Dengan demikian, ketika kita melakukan sesuatu perbuatan, maka bukan berarti kita melakukannya atas dasar bahwa perbuatan tersebut telah ditetapkan bagi kita. Akan tetapi kita melakukannya berdasarkan pilihan kita sendiri dan ketika telah terjadi maka kita baru tahu bahwa Allah telah mentakdirkannya untuk kita.
Oleh karena itu, manusia tidak bisa beralasan dengan takdir kecuali setelah terjadinya perbuatan tersebut. Disebutkan dari Amirul Mu’minin, Umar bin Kahtthab, sebuah kisah (mungkin benar dari beliau mungkin tidak) bahwa seorang pencuri yang telah memenuhi syarat potong tangan dilaporkan kepada beliau. Ketika Umar menyuruh untuk memotong tangannya, dia mengatakan : “Tunggu dulu hai Amirul Mu’minin, demi Allah aku tidak mencuri itu kecuali karena Qadar Allah”. Umar mengatakan : “Aku tidak akan memotong tanganmu kecuali karena Qadar Allah”.
Maka Umar berargumentasi dengan argumentasi yang digunakan pencuri tersebut tentang kasus pencurian terhadap harta orang-orang Islam. Padahal Umar bisa berargumentasi dengan Qadar dan Syari’at, karena beliau diperintahkan untuk memotong tangannya. Adapun dalam kasus tersebut, beliau berargumentasi dengan Qadar karena argumentasi tersebut lebih tepat mengenai sasaran.
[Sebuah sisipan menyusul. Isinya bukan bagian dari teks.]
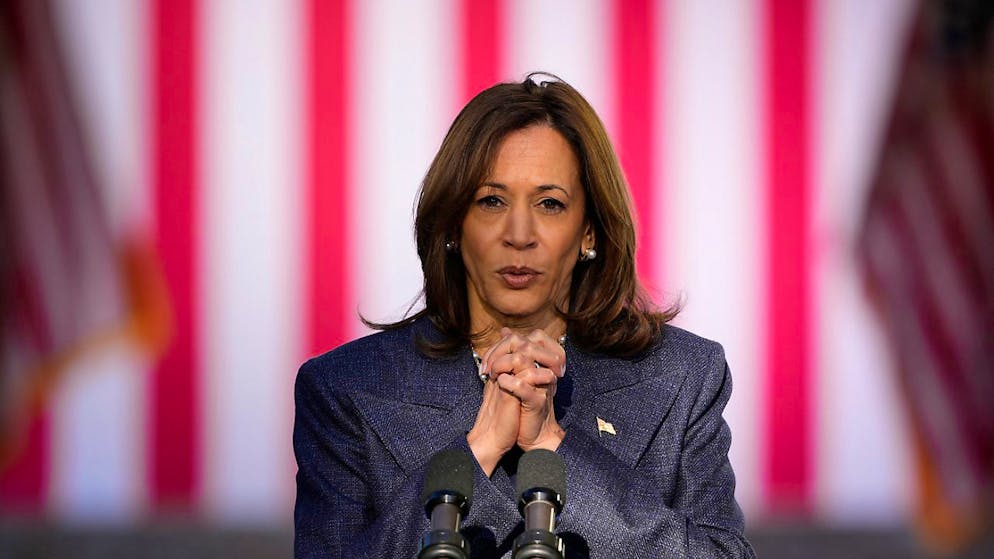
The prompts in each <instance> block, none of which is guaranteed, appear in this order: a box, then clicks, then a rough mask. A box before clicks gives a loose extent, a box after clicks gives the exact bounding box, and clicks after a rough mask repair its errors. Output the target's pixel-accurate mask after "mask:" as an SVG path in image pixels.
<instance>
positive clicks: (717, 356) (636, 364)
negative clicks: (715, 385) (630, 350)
mask: <svg viewBox="0 0 994 559" xmlns="http://www.w3.org/2000/svg"><path fill="white" fill-rule="evenodd" d="M633 361H634V363H633V365H634V366H635V367H636V368H637V369H639V370H640V371H641V376H642V378H644V379H649V378H659V377H665V378H666V380H667V381H668V383H670V384H677V385H681V384H682V385H688V384H689V385H697V386H699V385H700V384H702V383H704V382H707V381H709V380H710V379H713V378H715V377H716V376H721V375H722V374H723V372H724V369H725V351H724V349H723V348H722V347H721V344H719V343H718V342H715V341H713V340H709V339H707V338H704V337H702V336H698V335H697V334H694V333H692V332H689V331H687V330H684V329H683V328H680V327H677V326H673V325H670V324H667V325H665V326H663V330H662V331H661V332H660V335H659V336H658V337H657V338H656V341H655V342H654V343H653V344H652V346H650V347H649V349H648V350H646V351H645V352H644V353H643V354H642V355H640V356H639V357H637V358H636V359H634V360H633Z"/></svg>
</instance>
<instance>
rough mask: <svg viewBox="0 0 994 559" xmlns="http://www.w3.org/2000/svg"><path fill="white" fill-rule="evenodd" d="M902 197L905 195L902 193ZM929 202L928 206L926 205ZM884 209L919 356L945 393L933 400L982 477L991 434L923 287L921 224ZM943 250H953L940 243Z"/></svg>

Berdasarkan hal itu, maka seseorang tidak lagi berargumentasi dengan Qadar untuk berbuat ma’siyat kepada Allah dan dalam kenyataannya dia memang tidak punya alasan dalam hal di atas. Allah berfirman.
رُسُلًا مُبَشِّرِينَ وَمُنْذِرِينَ لِئَلَّا يَكُونَ لِلنَّاسِ عَلَى اللَّهِ حُجَّةٌ بَعْدَ الرُّسُلِ
“(Aku telah mengutus) para rasul yang membawa berita gembira dan memberi peringatan agar manusia tidak punya alasan/argumentasi kepada Allah setelah adanya para rasul” [An-Nisa/4 : 165]
Sementara semua amal manusia, setelah datangnya para rasul, tetap terjadi atas Qadar Allah. Walaupun Qadar bisa dijadikan argumentasi akan tetapi selalu bersama-sama dengan terutusnya para rasul selamanya. Dengan demikian jelas bahwa tidak layak berbuat ma’siyat dengan alasan Qadha’ dan Qadar Allah, karena dia tidak dipaksa untuk melakukannya.
Semoga Allah memberi Taufiq.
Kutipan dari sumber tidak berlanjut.